Several limitations should be considered when interpreting these findings. The study measured only explicit, self-reported attitudes, which may be influenced by social desirability bias and may not capture implicit biases that could affect patient care. The small sample size, cross-sectional nature of the study, and convenience sampling approach limit causal inference and generalisability. In particular, the very small numbers of allied health professionals (including psychologists, OTs and social workers) limited meaningful conclusions about these professional groups. In addition, the study may be affected by non-response bias, as those with more negative attitudes towards transgender individuals might have been less likely to participate in the survey. The T-KAB scale has not been formally validated in a South African context, which may affect the interpretation of scores, although it has been validated in multiple countries and contexts and is administered in English, which is the primary language of professional practice in South African psychiatric hospitals. Furthermore, we did not collect detailed information about the type and content of previous TGD training our participants received, which the literature suggests can vary substantially.

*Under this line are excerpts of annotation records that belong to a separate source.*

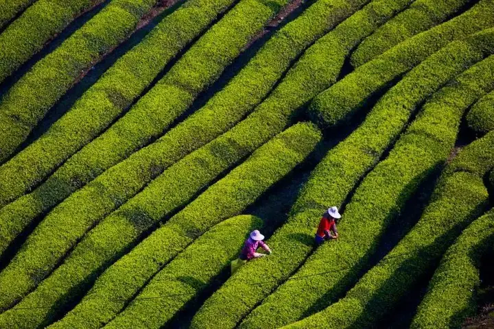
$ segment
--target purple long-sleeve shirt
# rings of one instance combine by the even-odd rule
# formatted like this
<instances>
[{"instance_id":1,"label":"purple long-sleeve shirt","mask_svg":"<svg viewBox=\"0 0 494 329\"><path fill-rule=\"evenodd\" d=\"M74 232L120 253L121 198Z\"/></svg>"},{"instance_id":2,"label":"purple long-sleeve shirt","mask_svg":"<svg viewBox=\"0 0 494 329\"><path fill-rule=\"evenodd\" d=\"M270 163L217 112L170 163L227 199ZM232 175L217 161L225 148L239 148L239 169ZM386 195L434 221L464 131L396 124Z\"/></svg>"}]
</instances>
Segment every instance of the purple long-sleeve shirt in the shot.
<instances>
[{"instance_id":1,"label":"purple long-sleeve shirt","mask_svg":"<svg viewBox=\"0 0 494 329\"><path fill-rule=\"evenodd\" d=\"M256 250L257 250L257 248L259 246L261 246L261 247L266 252L270 251L269 247L268 247L268 245L264 243L263 241L256 241L250 238L248 238L246 240L246 242L244 244L244 247L242 248L242 252L240 252L240 259L243 260L248 260L259 257L261 254L256 252Z\"/></svg>"}]
</instances>

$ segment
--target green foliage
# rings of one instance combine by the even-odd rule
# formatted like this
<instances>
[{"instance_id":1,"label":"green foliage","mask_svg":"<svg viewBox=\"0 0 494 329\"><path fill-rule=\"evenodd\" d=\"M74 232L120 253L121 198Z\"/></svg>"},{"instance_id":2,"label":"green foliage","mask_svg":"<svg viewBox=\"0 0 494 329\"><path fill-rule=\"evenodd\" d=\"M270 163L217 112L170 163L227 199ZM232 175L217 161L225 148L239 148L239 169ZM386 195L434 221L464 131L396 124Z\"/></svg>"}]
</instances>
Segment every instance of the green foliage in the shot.
<instances>
[{"instance_id":1,"label":"green foliage","mask_svg":"<svg viewBox=\"0 0 494 329\"><path fill-rule=\"evenodd\" d=\"M0 0L0 29L36 0Z\"/></svg>"},{"instance_id":2,"label":"green foliage","mask_svg":"<svg viewBox=\"0 0 494 329\"><path fill-rule=\"evenodd\" d=\"M467 114L469 127L478 134L494 130L494 92L478 101Z\"/></svg>"},{"instance_id":3,"label":"green foliage","mask_svg":"<svg viewBox=\"0 0 494 329\"><path fill-rule=\"evenodd\" d=\"M91 314L91 318L84 319L84 325L99 326L99 321L111 319L126 305L126 300L131 299L164 264L213 226L242 212L303 161L320 139L320 133L316 127L300 123L263 145L105 272L93 288L99 293L93 293L93 298L99 296L96 305L83 301L76 308L97 306L98 312L75 315ZM20 309L0 315L0 327L7 324L16 328L47 324L78 289L129 250L145 232L205 187L197 185L226 160L221 154L214 153L214 146L200 149L170 167L142 193L103 220L51 276L17 304L16 307ZM231 143L230 146L231 151L241 151L242 145ZM56 242L56 239L52 241ZM32 280L32 277L18 275L10 279L19 286ZM126 298L106 299L104 296L110 293L107 289L113 296ZM23 308L40 304L47 307Z\"/></svg>"},{"instance_id":4,"label":"green foliage","mask_svg":"<svg viewBox=\"0 0 494 329\"><path fill-rule=\"evenodd\" d=\"M446 252L411 328L462 328L477 313L482 254L494 243L494 211L475 219Z\"/></svg>"},{"instance_id":5,"label":"green foliage","mask_svg":"<svg viewBox=\"0 0 494 329\"><path fill-rule=\"evenodd\" d=\"M182 57L158 82L158 84L143 97L135 107L103 135L71 158L67 165L64 166L59 173L63 177L64 172L67 171L71 172L71 169L77 171L79 168L82 171L79 171L78 173L71 172L71 175L80 177L82 175L81 171L86 175L93 173L88 173L86 169L91 168L94 171L95 168L100 166L110 167L109 162L115 158L118 158L119 156L123 156L121 154L123 153L122 148L129 147L129 145L132 143L134 146L137 146L135 143L139 144L139 141L143 142L142 139L145 138L147 140L152 134L151 132L154 134L159 134L163 127L171 123L176 116L179 114L176 112L174 114L174 111L187 109L202 88L206 88L208 84L211 83L230 61L233 60L234 54L237 55L250 38L258 32L266 21L273 14L270 10L268 10L268 8L257 0L240 1ZM239 29L243 31L243 33L239 33ZM226 56L223 53L223 51L228 48L235 51L231 56L230 55ZM213 55L213 53L216 55ZM189 74L191 71L193 71L194 75L198 74L198 75ZM185 77L183 79L178 77L180 76ZM196 86L196 83L199 84ZM150 120L150 121L148 121ZM129 148L132 149L131 147ZM250 151L252 151L253 149ZM115 156L110 157L110 154L115 154ZM56 182L57 177L54 177L54 180ZM150 178L147 182L141 183L141 187L150 180ZM135 182L134 184L135 184ZM95 188L100 193L104 191L104 187L98 183L95 184ZM74 202L72 202L72 204L69 202L64 206L56 208L49 215L49 219L45 219L43 221L31 235L32 239L30 238L25 243L18 256L16 256L10 263L9 269L12 269L14 271L9 269L0 273L0 287L3 287L3 282L8 282L8 279L6 281L2 280L4 277L3 274L5 271L14 273L16 271L14 270L16 268L21 268L21 271L26 273L28 277L31 276L27 273L37 271L40 268L48 272L36 276L34 280L32 278L25 280L25 284L19 284L15 289L15 293L0 288L2 291L0 293L0 308L9 305L32 289L37 281L43 279L49 273L51 269L56 264L57 260L62 257L76 243L78 239L97 223L102 215L108 214L123 202L122 200L115 202L111 198L93 200L87 197L90 197L88 193L90 194L91 192L91 189L82 191L82 199L75 200L77 203L75 206L82 204L81 206L72 208L72 210L76 213L83 214L82 216L74 218L67 215L65 207L70 207ZM134 193L137 192L137 191L135 191ZM178 197L180 195L176 195ZM187 199L182 199L180 202ZM86 210L84 212L83 209ZM95 212L99 216L91 216ZM12 234L10 228L5 233ZM63 235L62 238L59 236L60 234ZM58 240L58 243L50 245L54 239ZM40 244L43 247L40 247ZM43 251L40 252L40 250ZM32 257L40 260L34 262L31 259ZM25 260L27 260L27 263L25 263ZM8 277L10 274L5 275ZM5 292L5 295L9 297L3 299L2 297L3 291Z\"/></svg>"},{"instance_id":6,"label":"green foliage","mask_svg":"<svg viewBox=\"0 0 494 329\"><path fill-rule=\"evenodd\" d=\"M162 328L185 303L206 288L225 267L228 267L230 262L238 256L248 232L261 228L262 224L260 219L250 215L233 217L217 224L153 277L106 328ZM90 291L84 303L91 302L92 293L99 293L98 289ZM154 298L156 296L163 297ZM110 295L104 298L107 297L112 298ZM97 306L92 308L95 307ZM87 328L88 323L81 322L78 315L78 310L69 313L49 328L75 328L78 325ZM83 316L86 319L93 317L94 313L91 313Z\"/></svg>"},{"instance_id":7,"label":"green foliage","mask_svg":"<svg viewBox=\"0 0 494 329\"><path fill-rule=\"evenodd\" d=\"M299 60L298 64L290 71L286 78L268 99L259 106L251 116L229 133L211 144L207 148L198 152L197 156L193 156L200 158L202 156L201 154L206 154L204 156L207 157L209 152L211 152L218 158L217 160L215 159L215 161L217 162L214 164L201 159L195 160L198 162L198 164L202 164L199 167L199 169L209 170L207 175L201 177L198 173L189 173L191 167L189 164L183 164L188 162L182 162L183 164L180 166L183 169L180 170L183 170L187 173L185 176L181 176L182 174L177 170L176 171L176 177L185 177L191 182L189 188L178 189L181 193L177 193L173 195L173 197L175 198L173 199L173 202L175 202L174 204L176 205L174 207L182 204L192 197L197 191L207 185L217 175L237 163L256 148L283 130L290 124L290 117L298 107L308 101L318 91L323 90L337 78L340 67L338 66L338 63L332 63L331 58L325 56L325 51L331 48L331 44L330 42L316 42L314 47L314 50L309 51ZM311 49L312 49L311 48ZM308 77L309 75L312 79ZM207 117L211 117L210 116ZM186 131L189 129L191 130L191 132L193 134L189 135L190 139L193 139L193 132L198 132L200 134L201 131L200 126L198 129L196 123L192 122L193 123L189 127L186 126L187 129L185 130ZM178 131L180 132L180 130ZM173 136L173 135L172 136ZM147 161L153 158L163 159L164 157L162 151L166 151L166 147L170 146L172 151L174 149L176 152L183 152L183 145L187 145L185 143L186 141L174 138L174 137L180 138L180 134L173 137L172 140L167 140L165 136L164 140L158 141L156 145L163 144L165 147L161 149L158 147L156 149L151 149L154 150L149 153L148 159L145 157L141 158L140 155L131 158L133 159L132 160L133 162L127 162L126 164L123 164L119 167L120 169L113 171L113 173L115 173L115 175L112 176L111 180L108 178L113 173L108 173L105 178L102 178L98 182L95 181L90 188L81 190L80 193L75 194L73 197L71 197L68 199L71 201L55 208L36 228L31 237L24 244L21 252L18 254L9 267L0 274L0 287L10 286L10 280L14 280L14 277L19 278L24 276L21 273L25 273L25 280L20 280L19 282L22 283L16 284L15 288L9 288L8 291L5 290L0 292L0 297L3 293L5 296L8 295L8 297L5 297L5 300L15 300L23 295L22 291L28 291L31 289L30 287L36 285L39 280L51 271L51 269L56 264L57 260L62 257L73 246L77 240L80 239L89 228L95 225L102 217L117 208L155 177L154 176L155 175L154 168L158 168L158 170L156 171L158 173L160 170L164 169L163 167L169 165L170 163L165 163L165 165L161 167L163 169L161 169L158 165L159 162L157 161L152 160L149 162ZM166 143L163 143L163 141ZM191 145L193 147L194 145L194 144ZM187 151L187 149L185 151ZM170 153L173 154L172 152ZM145 156L146 154L141 154ZM178 153L178 155L180 156L180 154ZM183 155L185 154L183 153L182 156ZM156 156L159 156L156 157ZM180 158L180 156L176 156L172 158L176 160ZM211 161L212 162L213 160ZM143 164L148 166L149 169L141 170L142 167L141 166ZM150 164L150 165L148 164ZM154 164L156 164L156 167L154 166ZM177 168L180 167L180 166ZM86 167L91 167L91 166L81 165L79 167L74 165L73 167L74 169L82 168L83 169ZM67 167L64 166L63 168L67 168ZM145 176L144 173L148 175ZM121 186L121 183L123 182L121 178L125 177L126 175L129 175L128 180L126 178L126 183L124 184L123 188L119 189ZM140 176L143 176L142 178ZM79 178L80 176L75 175L72 180L77 181ZM196 178L196 180L193 180L193 178ZM104 184L99 184L105 180L106 182ZM21 225L16 224L15 226L23 227L22 225L25 225L24 223L28 223L25 220L26 217L33 218L30 215L31 214L23 215L27 212L25 210L25 208L30 209L29 204L34 205L38 208L41 208L45 204L44 200L47 199L47 197L53 195L54 191L65 192L64 188L60 188L56 186L56 177L51 181L51 184L52 184L52 186L55 187L53 189L45 190L41 194L43 197L40 199L34 199L30 201L26 197L21 198L18 202L5 207L2 210L3 214L8 216L12 212L21 212L21 216L19 216L17 218L20 217L19 219ZM139 184L141 185L139 186ZM107 191L108 193L106 193ZM32 207L32 206L31 206ZM9 237L13 236L10 233L12 231L12 226L13 226L8 222L3 226L5 227L5 229L2 230L2 234L4 234L3 236L7 236L8 239ZM58 243L53 245L50 241L54 240ZM7 245L7 244L5 243L4 245ZM45 256L41 254L49 255L49 256ZM32 258L36 260L34 261ZM34 273L40 273L39 276L33 276ZM5 278L5 280L3 280L2 278ZM2 282L5 282L6 286L3 286ZM16 290L16 293L12 292L14 289ZM3 289L0 289L0 291L1 290ZM0 300L1 299L0 297Z\"/></svg>"},{"instance_id":8,"label":"green foliage","mask_svg":"<svg viewBox=\"0 0 494 329\"><path fill-rule=\"evenodd\" d=\"M113 0L35 64L0 103L0 161L26 138L81 71L121 42L156 0Z\"/></svg>"},{"instance_id":9,"label":"green foliage","mask_svg":"<svg viewBox=\"0 0 494 329\"><path fill-rule=\"evenodd\" d=\"M42 182L73 153L97 137L141 95L170 60L234 2L189 0L187 5L166 16L141 42L119 58L48 132L0 167L0 175L5 178L0 182L0 206L13 201ZM45 205L44 210L128 156L136 147L126 143L118 146L115 152L119 156L114 156L115 160L110 157L108 151L105 153L104 149L97 152L92 149L90 160L79 163L78 161L82 162L84 158L73 159L64 166L45 184L47 186L36 192L36 199L40 199ZM98 162L101 162L99 167L91 167ZM64 193L55 193L47 199L51 195L46 192L48 186ZM40 197L41 195L45 197Z\"/></svg>"},{"instance_id":10,"label":"green foliage","mask_svg":"<svg viewBox=\"0 0 494 329\"><path fill-rule=\"evenodd\" d=\"M318 165L294 206L290 221L270 239L270 245L278 250L277 253L273 257L259 262L256 267L252 266L249 270L247 269L249 267L246 267L245 269L242 269L237 273L235 273L235 276L222 287L209 301L207 302L203 308L199 311L198 319L193 322L196 328L202 328L207 326L210 321L214 323L217 321L213 320L213 319L218 317L219 313L226 313L224 308L226 307L226 305L235 305L231 308L242 308L243 312L245 312L248 307L255 306L256 302L259 302L258 301L270 293L272 289L279 285L278 282L286 280L293 271L298 267L299 265L312 251L311 243L314 239L314 228L316 227L317 221L327 205L341 204L353 186L357 183L360 177L364 175L366 171L379 160L380 155L385 151L388 145L402 131L408 119L412 112L416 110L416 108L419 103L456 74L461 72L465 66L469 66L473 62L482 58L481 52L472 51L465 53L464 58L452 58L449 56L449 52L458 47L458 45L456 44L451 45L444 51L431 56L430 58L414 69L383 97L360 127L345 141L329 151L321 163ZM477 73L482 69L478 69L471 72L471 77L469 81L473 84L471 87L465 82L458 86L456 91L462 95L461 92L464 92L464 89L469 92L471 92L471 89L475 90L473 88L473 86L475 86L475 83L471 80L478 79ZM484 84L489 85L491 77L491 75L485 77ZM463 89L461 87L463 87ZM485 88L487 88L487 87ZM477 88L477 90L478 93L481 93L482 91L480 87ZM446 99L449 99L448 96L453 98L458 95L457 93L451 95L447 93L445 94ZM469 99L470 103L475 100L473 93L471 93L471 97L473 97L473 99ZM407 95L408 97L404 99L403 95ZM462 105L463 110L468 106L467 104ZM440 106L437 107L440 108ZM434 117L435 110L434 108L434 110L430 111L432 113L423 119L423 122L425 121L427 117ZM439 139L439 141L445 145L441 145L439 141L436 142L436 144L439 145L438 149L431 149L435 152L438 152L438 150L441 151L436 155L437 158L432 156L432 158L428 159L429 161L425 161L419 165L416 168L416 171L410 170L408 168L415 165L414 161L412 160L403 164L403 167L406 164L406 169L396 166L395 162L390 166L394 170L401 169L405 173L407 169L410 171L404 175L400 173L402 180L397 180L394 182L393 184L390 185L389 190L391 192L382 193L382 197L385 198L385 201L387 201L383 207L386 204L395 201L392 197L392 193L397 193L401 191L400 184L406 183L407 180L412 182L414 180L414 182L418 185L420 179L426 175L427 171L432 170L430 167L433 167L438 161L447 156L449 147L456 138L456 127L459 118L461 117L461 110L451 110L450 114L452 118L444 122L444 125L445 125L444 130L446 130L446 132L447 132L448 128L450 130L452 130L453 132L449 132L449 134L445 134L445 132L442 132L441 134L445 135L443 137L445 140ZM446 114L444 115L445 117L441 119L448 119ZM451 125L448 126L447 124ZM439 130L438 127L436 131L438 130ZM405 148L405 146L403 146L403 149ZM417 156L419 156L420 159L430 156L427 151L418 149L415 150L415 152ZM403 157L404 155L401 152L397 156ZM419 159L415 160L420 162ZM395 167L396 168L394 168ZM329 187L327 182L331 182L331 186L338 186L338 188ZM375 182L373 182L373 184L375 183ZM379 188L379 191L385 189L387 190L386 186ZM372 188L370 188L372 191L367 190L362 192L362 195L374 195L375 194ZM412 191L409 191L408 193L411 193ZM398 202L403 202L404 199L400 199ZM375 204L373 203L373 204ZM346 231L345 223L352 228L347 230L348 232L346 233L342 233L342 236L345 236L344 242L338 241L338 246L345 243L345 247L342 248L341 252L338 251L337 257L338 259L343 260L342 263L350 264L351 262L358 260L362 254L365 254L364 246L360 248L354 245L358 245L359 243L363 243L367 239L372 240L372 233L368 232L365 229L361 230L355 229L354 226L361 222L361 217L368 216L366 211L362 211L362 209L360 210L360 212L355 211L355 213L353 214L355 216L345 214L344 221L342 223L342 228L341 228L341 225L339 226L338 228L340 232ZM353 220L353 218L355 218L354 220ZM291 221L293 221L293 223ZM379 221L375 221L376 225L379 223ZM355 222L357 222L357 224L355 224ZM365 233L362 234L362 230L365 231ZM377 233L378 231L376 230L375 234ZM303 236L304 238L298 241L296 241L294 236ZM366 236L367 237L366 238ZM323 258L325 260L327 259L326 256ZM322 263L325 263L325 260ZM330 265L332 262L327 264ZM321 264L319 265L325 266ZM310 271L309 271L310 272ZM335 280L344 277L344 274L348 272L346 271L342 271L341 274L336 273ZM261 282L266 276L268 277L266 280L268 282L263 284L259 287L255 287L255 289L251 289L250 287L243 284L248 280ZM349 276L348 278L351 281L351 277ZM322 280L327 279L326 277L322 278ZM307 283L316 281L320 283L318 278L314 278ZM300 280L289 282L287 284L291 287L290 293L281 293L283 297L281 295L279 295L272 297L276 299L276 302L271 300L272 297L268 297L265 301L266 306L255 310L250 315L247 317L246 321L241 326L274 328L296 320L302 316L304 311L311 306L312 302L318 300L318 297L320 297L320 293L326 291L326 289L323 287L324 285L314 289L313 287L307 287L305 284L305 280ZM338 284L342 289L346 287L342 282L340 282ZM300 289L296 287L299 287ZM327 289L330 287L331 286L328 284ZM244 297L239 300L238 295ZM283 300L283 302L279 302L280 297ZM225 302L226 300L228 302ZM248 306L245 306L247 303L248 303ZM228 314L231 313L233 312L229 309ZM224 317L224 316L221 317L222 319ZM232 321L235 323L233 320L227 321ZM225 323L215 324L215 325L222 328L228 326Z\"/></svg>"},{"instance_id":11,"label":"green foliage","mask_svg":"<svg viewBox=\"0 0 494 329\"><path fill-rule=\"evenodd\" d=\"M386 147L404 129L407 119L418 110L418 104L468 63L467 59L451 60L448 56L451 51L451 47L447 47L414 69L383 97L346 141L329 151L313 175L314 181L311 179L309 183L314 186L313 192L318 190L318 194L326 195L325 204L341 204L358 178L378 161ZM478 58L470 54L470 60ZM426 103L388 158L362 182L338 225L342 239L318 248L292 277L309 278L287 281L247 317L241 328L278 328L294 322L311 309L323 309L355 283L358 273L368 267L368 257L388 223L423 180L445 161L456 139L463 112L476 99L494 88L494 56L473 66L450 84ZM403 95L408 95L408 99ZM349 163L349 154L360 160ZM338 183L346 181L335 184L338 188L333 191L325 193L322 190L327 188L327 184L321 184L320 179ZM317 183L320 185L314 186ZM307 199L313 195L304 197L305 199L301 198L299 202L307 204ZM346 269L314 276L340 266Z\"/></svg>"},{"instance_id":12,"label":"green foliage","mask_svg":"<svg viewBox=\"0 0 494 329\"><path fill-rule=\"evenodd\" d=\"M471 0L417 0L359 45L351 64L357 67L406 39L449 19Z\"/></svg>"},{"instance_id":13,"label":"green foliage","mask_svg":"<svg viewBox=\"0 0 494 329\"><path fill-rule=\"evenodd\" d=\"M314 121L322 127L343 123L358 112L371 96L432 53L452 40L493 25L494 4L482 0L462 15L407 39L357 68L318 95L310 104L309 114ZM482 36L477 39L481 44ZM475 47L480 48L482 45Z\"/></svg>"},{"instance_id":14,"label":"green foliage","mask_svg":"<svg viewBox=\"0 0 494 329\"><path fill-rule=\"evenodd\" d=\"M0 82L81 13L103 0L36 1L0 34Z\"/></svg>"},{"instance_id":15,"label":"green foliage","mask_svg":"<svg viewBox=\"0 0 494 329\"><path fill-rule=\"evenodd\" d=\"M482 177L494 167L493 138L494 132L490 132L460 153L463 158L478 158L486 171L463 171L459 166L462 159L456 158L444 171L421 218L398 245L344 298L286 328L367 328L391 312L489 204ZM480 154L488 156L480 158Z\"/></svg>"}]
</instances>

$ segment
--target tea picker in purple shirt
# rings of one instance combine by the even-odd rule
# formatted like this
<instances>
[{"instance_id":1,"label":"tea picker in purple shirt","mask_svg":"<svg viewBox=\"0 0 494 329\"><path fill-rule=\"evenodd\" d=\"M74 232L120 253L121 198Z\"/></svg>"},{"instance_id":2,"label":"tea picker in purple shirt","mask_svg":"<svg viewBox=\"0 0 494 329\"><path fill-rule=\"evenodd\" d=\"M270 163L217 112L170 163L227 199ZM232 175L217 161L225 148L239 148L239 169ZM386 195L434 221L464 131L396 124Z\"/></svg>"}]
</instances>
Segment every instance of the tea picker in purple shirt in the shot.
<instances>
[{"instance_id":1,"label":"tea picker in purple shirt","mask_svg":"<svg viewBox=\"0 0 494 329\"><path fill-rule=\"evenodd\" d=\"M257 252L257 251L258 247L261 247L268 252L268 254L270 255L272 253L268 245L263 241L263 239L264 236L262 235L258 230L250 232L249 237L244 243L244 247L242 248L242 252L240 252L239 258L233 260L231 263L232 274L240 268L242 265L247 263L248 260L266 256L266 254Z\"/></svg>"}]
</instances>

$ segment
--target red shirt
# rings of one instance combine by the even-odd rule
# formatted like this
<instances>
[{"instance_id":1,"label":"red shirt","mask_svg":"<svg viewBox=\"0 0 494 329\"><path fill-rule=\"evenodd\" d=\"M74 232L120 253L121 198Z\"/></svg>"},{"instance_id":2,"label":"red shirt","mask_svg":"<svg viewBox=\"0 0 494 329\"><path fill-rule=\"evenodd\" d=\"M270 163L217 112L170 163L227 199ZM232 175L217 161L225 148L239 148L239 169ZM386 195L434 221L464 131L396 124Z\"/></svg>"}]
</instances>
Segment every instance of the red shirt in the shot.
<instances>
[{"instance_id":1,"label":"red shirt","mask_svg":"<svg viewBox=\"0 0 494 329\"><path fill-rule=\"evenodd\" d=\"M334 218L321 218L319 222L319 227L318 227L318 232L316 233L321 238L324 238L326 235L326 231L333 231L333 233L337 234L336 230L336 223L335 222Z\"/></svg>"}]
</instances>

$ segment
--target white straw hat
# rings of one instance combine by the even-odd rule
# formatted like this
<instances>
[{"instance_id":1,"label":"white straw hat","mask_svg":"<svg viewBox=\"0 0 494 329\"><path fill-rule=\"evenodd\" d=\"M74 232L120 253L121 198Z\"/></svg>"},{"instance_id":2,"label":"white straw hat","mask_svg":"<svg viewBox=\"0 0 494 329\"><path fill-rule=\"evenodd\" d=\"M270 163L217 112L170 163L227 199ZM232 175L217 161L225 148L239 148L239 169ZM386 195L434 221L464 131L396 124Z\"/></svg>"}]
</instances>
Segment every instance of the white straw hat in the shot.
<instances>
[{"instance_id":1,"label":"white straw hat","mask_svg":"<svg viewBox=\"0 0 494 329\"><path fill-rule=\"evenodd\" d=\"M250 232L250 239L255 241L260 241L261 240L264 240L264 236L259 232L259 230L256 230Z\"/></svg>"},{"instance_id":2,"label":"white straw hat","mask_svg":"<svg viewBox=\"0 0 494 329\"><path fill-rule=\"evenodd\" d=\"M338 208L335 206L328 208L328 214L329 214L331 217L336 218L336 219L341 218L341 215L340 215L340 212L338 212Z\"/></svg>"}]
</instances>

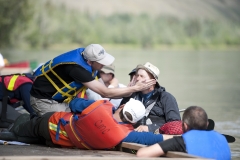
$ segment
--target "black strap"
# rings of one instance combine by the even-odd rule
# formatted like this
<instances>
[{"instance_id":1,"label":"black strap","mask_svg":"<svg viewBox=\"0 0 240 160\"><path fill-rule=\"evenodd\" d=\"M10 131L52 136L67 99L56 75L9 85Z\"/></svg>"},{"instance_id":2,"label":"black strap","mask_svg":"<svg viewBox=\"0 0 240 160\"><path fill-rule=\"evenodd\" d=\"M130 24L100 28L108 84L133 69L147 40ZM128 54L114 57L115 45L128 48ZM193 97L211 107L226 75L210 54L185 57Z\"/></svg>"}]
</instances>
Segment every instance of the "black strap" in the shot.
<instances>
[{"instance_id":1,"label":"black strap","mask_svg":"<svg viewBox=\"0 0 240 160\"><path fill-rule=\"evenodd\" d=\"M9 122L12 123L14 120L7 119L7 104L8 104L8 94L7 94L7 88L4 84L4 76L2 77L2 89L3 89L3 98L2 98L2 112L0 115L2 122Z\"/></svg>"}]
</instances>

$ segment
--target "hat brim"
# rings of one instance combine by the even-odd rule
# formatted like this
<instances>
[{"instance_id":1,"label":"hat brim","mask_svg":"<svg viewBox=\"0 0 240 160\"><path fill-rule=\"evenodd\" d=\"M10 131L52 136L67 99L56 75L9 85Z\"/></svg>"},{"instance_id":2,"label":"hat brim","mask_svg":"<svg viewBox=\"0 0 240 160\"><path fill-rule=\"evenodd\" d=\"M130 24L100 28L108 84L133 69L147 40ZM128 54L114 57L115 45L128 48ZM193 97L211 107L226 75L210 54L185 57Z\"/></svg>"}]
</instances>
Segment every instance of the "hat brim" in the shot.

Further research should examine which training approaches are most effective for producing sustained improvements in attitudes and knowledge. Finally, while attitude surveys provide valuable insight into individual-level factors, they cannot capture broader structural and systemic barriers to gender-affirming care. Recent evidence suggests that improving care for TGD individuals requires addressing multiple levels of stigma, including structural barriers such as institutional policies.^13^ The focus on individual attitudes, while important, should not detract from examining and addressing institutional and systemic factors that may impact access to inclusive mental healthcare.
Recommendations
Further research is needed to understand effective approaches to improving knowledge and attitudes among mental health workers, particularly among nursing populations, and with a potential focus on educational interventions that address fundamental understanding of gender diversity. Future studies should also examine how individual attitudes interact with structural barriers in determining patient experiences of mental healthcare.
Conclusion
This study reveals moderately positive attitudes towards TGD individuals among South African mental health workers, with important variations across professional categories that have implications for training. Future efforts should focus on improving understanding of gender diversity concepts, particularly among nursing staff who constitute the majority of the mental health workforce and play a crucial role in shaping patients’ experiences in psychiatric settings.